The paper is somewhat difficult to read, in particular for readers not so acquainted with the details of the theory of continued fractions.
Since the publication of M. Ward [Memoir on elliptic divisibility sequences, Am. J. Math. 70, 31–74 (1948; Zbl 0035.03702)] is referred to and the characteristics 2 and 3 are excluded, we mention also the multiplication formulae in [J. W. S. Cassels, A note on the division values of \(gs(u)\), Proc. Camb. Philos. Soc. 45, 167–172 (1949; Zbl 0032.26103)] for characteristic \(\neq 2,3\), [H. G. Zimmer, Computational aspects of the theory of elliptic curves, Number Theory and Applications, R. A. Mollin (ed.), 279–324 (1989; Zbl 0702.14029)] for characteristic \(\neq 2\) and [N. Koblitz, Constructing elliptic curve cryptosystems in characteristic 2, Lect. Notes Comput. Sci. 537, 156–167 (1991; Zbl 0788.94012)].

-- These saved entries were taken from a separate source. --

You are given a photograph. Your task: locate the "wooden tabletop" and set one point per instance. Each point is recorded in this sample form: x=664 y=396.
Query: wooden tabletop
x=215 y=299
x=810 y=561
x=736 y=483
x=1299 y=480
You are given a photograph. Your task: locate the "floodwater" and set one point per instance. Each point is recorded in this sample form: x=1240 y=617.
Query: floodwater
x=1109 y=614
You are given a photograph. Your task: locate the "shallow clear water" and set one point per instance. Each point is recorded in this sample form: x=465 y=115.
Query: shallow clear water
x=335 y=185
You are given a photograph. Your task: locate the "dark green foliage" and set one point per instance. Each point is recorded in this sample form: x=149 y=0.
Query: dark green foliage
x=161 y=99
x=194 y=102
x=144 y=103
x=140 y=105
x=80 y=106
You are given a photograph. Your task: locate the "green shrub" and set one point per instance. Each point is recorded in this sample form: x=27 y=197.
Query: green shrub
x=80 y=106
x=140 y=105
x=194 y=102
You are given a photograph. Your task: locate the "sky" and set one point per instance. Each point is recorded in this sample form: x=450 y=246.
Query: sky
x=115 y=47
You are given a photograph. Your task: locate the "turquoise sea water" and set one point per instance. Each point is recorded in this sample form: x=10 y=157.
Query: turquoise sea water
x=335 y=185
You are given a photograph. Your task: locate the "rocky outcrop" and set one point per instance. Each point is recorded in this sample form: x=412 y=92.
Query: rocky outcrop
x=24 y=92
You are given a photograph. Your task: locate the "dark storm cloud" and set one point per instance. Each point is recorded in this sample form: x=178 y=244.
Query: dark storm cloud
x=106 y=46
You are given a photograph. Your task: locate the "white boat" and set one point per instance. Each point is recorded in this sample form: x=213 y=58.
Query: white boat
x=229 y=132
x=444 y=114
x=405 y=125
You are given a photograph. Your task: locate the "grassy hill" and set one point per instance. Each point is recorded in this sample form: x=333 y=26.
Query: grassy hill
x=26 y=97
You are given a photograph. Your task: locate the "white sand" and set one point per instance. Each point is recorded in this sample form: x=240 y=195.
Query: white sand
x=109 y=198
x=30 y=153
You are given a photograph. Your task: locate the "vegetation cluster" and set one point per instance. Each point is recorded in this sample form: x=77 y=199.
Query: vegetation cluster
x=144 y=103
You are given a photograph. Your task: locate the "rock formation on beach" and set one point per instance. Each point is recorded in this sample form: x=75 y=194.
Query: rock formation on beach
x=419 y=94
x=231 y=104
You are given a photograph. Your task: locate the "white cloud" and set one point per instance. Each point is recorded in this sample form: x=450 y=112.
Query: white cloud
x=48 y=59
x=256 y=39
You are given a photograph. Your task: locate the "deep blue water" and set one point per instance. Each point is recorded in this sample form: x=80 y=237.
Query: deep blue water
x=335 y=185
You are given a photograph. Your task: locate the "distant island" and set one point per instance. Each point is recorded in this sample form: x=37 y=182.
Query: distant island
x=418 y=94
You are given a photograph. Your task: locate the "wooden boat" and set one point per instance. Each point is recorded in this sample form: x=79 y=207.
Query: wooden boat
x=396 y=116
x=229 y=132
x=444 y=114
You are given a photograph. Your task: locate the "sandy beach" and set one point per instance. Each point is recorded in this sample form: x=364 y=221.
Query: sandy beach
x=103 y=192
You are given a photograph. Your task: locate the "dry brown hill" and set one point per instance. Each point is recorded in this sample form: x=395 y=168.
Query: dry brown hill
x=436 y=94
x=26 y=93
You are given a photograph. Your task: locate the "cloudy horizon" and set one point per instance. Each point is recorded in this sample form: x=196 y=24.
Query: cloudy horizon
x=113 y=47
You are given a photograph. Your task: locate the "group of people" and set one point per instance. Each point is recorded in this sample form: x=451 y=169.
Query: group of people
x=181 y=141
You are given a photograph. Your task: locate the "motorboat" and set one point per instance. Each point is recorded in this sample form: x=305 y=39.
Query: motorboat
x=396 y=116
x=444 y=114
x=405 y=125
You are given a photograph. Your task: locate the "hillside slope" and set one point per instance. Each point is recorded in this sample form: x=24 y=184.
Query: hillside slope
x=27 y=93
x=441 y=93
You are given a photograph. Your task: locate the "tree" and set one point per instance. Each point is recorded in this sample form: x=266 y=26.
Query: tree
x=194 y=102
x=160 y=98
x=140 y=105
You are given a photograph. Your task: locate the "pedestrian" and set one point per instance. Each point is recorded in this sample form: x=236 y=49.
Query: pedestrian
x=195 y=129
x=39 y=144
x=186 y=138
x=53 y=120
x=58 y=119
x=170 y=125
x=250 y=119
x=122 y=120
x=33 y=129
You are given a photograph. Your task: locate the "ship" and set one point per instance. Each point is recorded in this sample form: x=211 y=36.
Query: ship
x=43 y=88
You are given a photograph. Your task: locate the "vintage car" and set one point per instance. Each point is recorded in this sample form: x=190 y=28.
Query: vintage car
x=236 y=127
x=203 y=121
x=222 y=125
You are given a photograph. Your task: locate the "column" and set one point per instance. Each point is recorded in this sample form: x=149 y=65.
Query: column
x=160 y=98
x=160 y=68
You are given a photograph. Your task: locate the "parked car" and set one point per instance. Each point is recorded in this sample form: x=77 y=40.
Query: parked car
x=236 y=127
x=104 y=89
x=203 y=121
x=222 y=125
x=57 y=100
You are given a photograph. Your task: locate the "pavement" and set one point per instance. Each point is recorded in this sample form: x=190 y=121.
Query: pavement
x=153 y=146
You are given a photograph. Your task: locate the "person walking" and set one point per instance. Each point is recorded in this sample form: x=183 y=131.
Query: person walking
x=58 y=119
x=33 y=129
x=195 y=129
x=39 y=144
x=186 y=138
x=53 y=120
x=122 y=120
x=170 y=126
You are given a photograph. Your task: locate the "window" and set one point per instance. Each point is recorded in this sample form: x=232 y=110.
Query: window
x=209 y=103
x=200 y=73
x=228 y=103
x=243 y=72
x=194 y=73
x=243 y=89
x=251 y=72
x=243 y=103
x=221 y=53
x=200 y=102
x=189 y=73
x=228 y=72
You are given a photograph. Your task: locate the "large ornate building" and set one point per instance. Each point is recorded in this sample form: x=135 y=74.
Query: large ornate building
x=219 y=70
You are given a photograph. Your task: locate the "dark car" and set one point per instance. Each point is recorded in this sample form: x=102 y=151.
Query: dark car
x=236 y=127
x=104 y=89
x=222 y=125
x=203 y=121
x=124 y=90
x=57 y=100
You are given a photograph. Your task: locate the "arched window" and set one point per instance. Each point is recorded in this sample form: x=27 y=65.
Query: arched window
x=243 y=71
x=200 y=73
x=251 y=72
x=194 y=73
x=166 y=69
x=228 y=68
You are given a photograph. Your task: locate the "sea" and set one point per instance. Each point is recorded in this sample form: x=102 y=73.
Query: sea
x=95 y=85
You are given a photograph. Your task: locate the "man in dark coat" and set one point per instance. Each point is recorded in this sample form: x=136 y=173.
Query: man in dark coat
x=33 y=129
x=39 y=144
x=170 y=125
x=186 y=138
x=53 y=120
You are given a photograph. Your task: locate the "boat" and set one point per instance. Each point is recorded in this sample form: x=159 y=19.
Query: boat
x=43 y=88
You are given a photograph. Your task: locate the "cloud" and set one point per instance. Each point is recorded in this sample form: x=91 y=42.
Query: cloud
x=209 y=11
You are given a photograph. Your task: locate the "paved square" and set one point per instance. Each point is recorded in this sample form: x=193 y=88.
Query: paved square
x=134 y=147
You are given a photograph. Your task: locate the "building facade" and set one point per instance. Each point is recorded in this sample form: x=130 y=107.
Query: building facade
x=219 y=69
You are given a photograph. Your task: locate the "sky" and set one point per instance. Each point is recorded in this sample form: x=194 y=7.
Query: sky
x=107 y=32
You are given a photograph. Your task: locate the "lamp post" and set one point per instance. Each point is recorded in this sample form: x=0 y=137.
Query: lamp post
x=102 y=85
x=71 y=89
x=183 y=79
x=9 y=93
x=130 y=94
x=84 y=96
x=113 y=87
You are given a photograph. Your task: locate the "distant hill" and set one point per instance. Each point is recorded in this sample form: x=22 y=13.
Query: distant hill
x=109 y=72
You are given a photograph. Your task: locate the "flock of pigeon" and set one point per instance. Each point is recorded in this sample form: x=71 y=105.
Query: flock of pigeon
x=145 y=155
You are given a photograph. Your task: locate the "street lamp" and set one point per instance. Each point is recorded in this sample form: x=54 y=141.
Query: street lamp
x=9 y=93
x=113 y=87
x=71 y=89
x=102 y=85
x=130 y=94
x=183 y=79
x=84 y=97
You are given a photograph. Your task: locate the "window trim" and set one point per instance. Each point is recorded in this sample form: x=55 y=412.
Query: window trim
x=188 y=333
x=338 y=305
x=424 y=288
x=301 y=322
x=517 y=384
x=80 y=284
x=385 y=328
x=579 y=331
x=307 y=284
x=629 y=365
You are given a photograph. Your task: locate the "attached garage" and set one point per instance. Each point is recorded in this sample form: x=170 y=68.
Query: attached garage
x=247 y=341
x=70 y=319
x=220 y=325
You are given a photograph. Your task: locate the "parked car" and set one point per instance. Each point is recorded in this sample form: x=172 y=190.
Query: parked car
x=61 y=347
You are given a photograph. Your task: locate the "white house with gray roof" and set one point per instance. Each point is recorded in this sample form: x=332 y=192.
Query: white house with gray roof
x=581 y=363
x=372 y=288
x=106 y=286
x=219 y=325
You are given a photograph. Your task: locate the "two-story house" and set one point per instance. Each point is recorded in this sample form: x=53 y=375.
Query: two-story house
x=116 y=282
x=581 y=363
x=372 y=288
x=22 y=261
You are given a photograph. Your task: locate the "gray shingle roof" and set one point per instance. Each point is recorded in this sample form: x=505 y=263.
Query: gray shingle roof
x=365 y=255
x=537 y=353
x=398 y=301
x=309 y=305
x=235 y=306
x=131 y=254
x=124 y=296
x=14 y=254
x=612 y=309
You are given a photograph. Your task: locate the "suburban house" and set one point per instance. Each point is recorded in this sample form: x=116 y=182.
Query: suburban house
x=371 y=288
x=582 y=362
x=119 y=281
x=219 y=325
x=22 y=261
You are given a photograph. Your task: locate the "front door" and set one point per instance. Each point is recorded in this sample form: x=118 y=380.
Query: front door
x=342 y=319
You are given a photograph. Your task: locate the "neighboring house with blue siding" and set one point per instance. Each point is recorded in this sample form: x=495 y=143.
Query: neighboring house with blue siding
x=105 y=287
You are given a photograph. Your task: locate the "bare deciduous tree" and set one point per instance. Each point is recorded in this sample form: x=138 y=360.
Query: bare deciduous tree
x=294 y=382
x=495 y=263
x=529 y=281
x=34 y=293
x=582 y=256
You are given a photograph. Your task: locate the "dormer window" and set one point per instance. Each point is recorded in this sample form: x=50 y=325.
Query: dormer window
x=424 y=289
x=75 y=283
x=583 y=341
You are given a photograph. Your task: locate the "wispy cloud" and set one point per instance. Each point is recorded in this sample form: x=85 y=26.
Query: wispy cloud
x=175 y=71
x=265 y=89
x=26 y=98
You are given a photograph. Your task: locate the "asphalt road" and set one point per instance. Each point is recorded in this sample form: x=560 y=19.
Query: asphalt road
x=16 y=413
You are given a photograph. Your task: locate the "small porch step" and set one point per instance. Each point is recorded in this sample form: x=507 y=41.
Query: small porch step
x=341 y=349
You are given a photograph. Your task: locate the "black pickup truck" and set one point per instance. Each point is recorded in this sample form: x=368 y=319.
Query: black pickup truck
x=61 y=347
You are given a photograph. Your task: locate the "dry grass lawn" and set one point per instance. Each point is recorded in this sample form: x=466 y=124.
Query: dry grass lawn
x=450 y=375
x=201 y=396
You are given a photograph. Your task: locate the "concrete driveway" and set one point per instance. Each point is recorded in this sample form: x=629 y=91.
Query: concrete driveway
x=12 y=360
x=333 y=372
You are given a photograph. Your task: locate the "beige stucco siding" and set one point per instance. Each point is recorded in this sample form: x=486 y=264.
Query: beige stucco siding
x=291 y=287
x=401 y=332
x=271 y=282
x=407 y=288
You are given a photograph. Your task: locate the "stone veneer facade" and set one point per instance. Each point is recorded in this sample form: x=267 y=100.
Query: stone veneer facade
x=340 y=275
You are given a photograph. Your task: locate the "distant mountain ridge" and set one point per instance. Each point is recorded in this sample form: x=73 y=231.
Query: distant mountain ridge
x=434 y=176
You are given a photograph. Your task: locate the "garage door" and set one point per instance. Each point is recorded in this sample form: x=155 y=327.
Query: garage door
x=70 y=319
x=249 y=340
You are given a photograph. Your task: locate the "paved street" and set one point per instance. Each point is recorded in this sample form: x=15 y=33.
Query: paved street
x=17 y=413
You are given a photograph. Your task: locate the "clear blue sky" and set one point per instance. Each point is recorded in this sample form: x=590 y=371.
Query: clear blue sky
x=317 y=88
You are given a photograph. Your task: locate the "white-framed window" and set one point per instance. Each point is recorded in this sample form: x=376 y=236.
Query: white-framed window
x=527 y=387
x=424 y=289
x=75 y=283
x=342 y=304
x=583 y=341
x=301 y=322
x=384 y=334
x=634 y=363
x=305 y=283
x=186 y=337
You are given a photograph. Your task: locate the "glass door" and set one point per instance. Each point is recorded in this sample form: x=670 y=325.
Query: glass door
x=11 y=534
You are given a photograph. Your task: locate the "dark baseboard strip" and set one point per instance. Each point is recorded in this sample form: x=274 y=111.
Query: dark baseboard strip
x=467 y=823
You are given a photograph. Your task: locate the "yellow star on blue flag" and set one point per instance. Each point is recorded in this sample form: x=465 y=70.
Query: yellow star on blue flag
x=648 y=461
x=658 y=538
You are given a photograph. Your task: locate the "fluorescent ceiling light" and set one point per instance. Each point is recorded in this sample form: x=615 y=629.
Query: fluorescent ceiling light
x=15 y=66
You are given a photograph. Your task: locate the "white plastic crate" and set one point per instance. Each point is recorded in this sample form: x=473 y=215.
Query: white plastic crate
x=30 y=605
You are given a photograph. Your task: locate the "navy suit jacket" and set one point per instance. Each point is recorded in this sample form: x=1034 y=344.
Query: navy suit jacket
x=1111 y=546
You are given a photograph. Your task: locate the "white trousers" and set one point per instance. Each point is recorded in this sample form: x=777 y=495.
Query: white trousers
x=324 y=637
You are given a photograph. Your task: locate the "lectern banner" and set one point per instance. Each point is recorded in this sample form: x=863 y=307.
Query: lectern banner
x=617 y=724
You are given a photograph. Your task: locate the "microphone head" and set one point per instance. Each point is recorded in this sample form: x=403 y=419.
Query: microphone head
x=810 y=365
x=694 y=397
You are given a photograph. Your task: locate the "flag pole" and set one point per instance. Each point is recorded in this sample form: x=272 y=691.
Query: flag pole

The continued fraction expansion of quadratic irrationalities in function fields was introduced by Artin. The method of Artin can be turned into efficient algorithms [B. Weis and H. G. Zimmer, Artins Theorie der quadratischen Kongruenzfunktionenkörper und ihre Anwendung auf die Berechnung der Einheiten- und Klassengruppen, Mitt. Math. Ges. Hamb. 12, No. 2, 261–286 (1991; Zbl 0757.11046)]. We recall this citation also to supplement §6 of the paper under consideration because it contains an exposition of the theory of continued fractions in quadratic function fields.